Almost two-thirds of Americans expressed confidence in Biden’s ability to confront the health crisis, including one-third of Republicans and Republican-leaning independents. An even higher share — 70% of all Americans — expressed a favourable view of the relief package, according to another set of results from the same survey released earlier this week.
That lines up with the results of a CNN poll, also released Thursday, that found that 67% of the country had confidence in Biden’s ability to guide the country out of the pandemic.
Biden’s overall job approval rating sits firmly in positive territory, with 54% giving him positive marks and 42% disapproving, the Pew survey found. But he continues to face a stubborn partisan divide: Among Republicans and Republican leaners, just 16% expressed approval.
By comparison, at a similar moment in President Barack Obama’s first term, Pew found that 37% of Republicans and Republican leaners gave him positive marks. For Presidents George W. Bush and Bill Clinton, the number was 30% among those in the opposing party.

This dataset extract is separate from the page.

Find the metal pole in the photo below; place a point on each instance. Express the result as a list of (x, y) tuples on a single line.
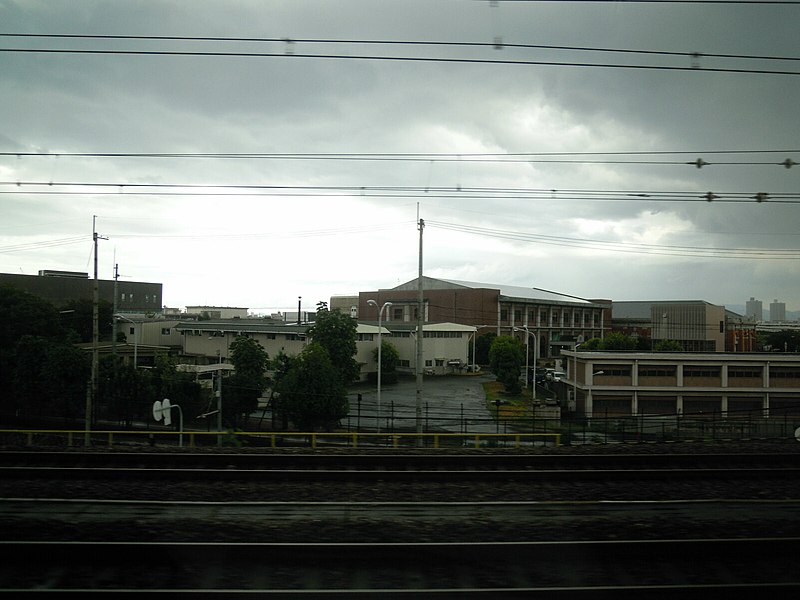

So while Biden enjoys broad public confidence in his ability to handle the pandemic, and while a solid majority of the country told Pew researchers that they trusted him to make sound decisions on foreign policy and the economy, there is less faith in his ability to bring the country together, although it was a key component of his campaign.
Forty-eight per cent of Americans said they felt good about his chances of uniting the country, while 52% said they didn’t have a lot of confidence, according to Pew.
The poll found more evidence of the entrenched divide: The Democratic Party was slightly more popular than the Republican Party, with 47% of Americans expressing a positive view of it — compared with 38% for the GOP — but about 3 in 5 Americans described both the Democratic Party and the Republican Party as “too extreme in its positions.”
The poll was conducted March 1-7, and reached 12,055 respondents via Pew’s American Trends Panel, which uses a probability-based model to draw a sample that is representative of the national population.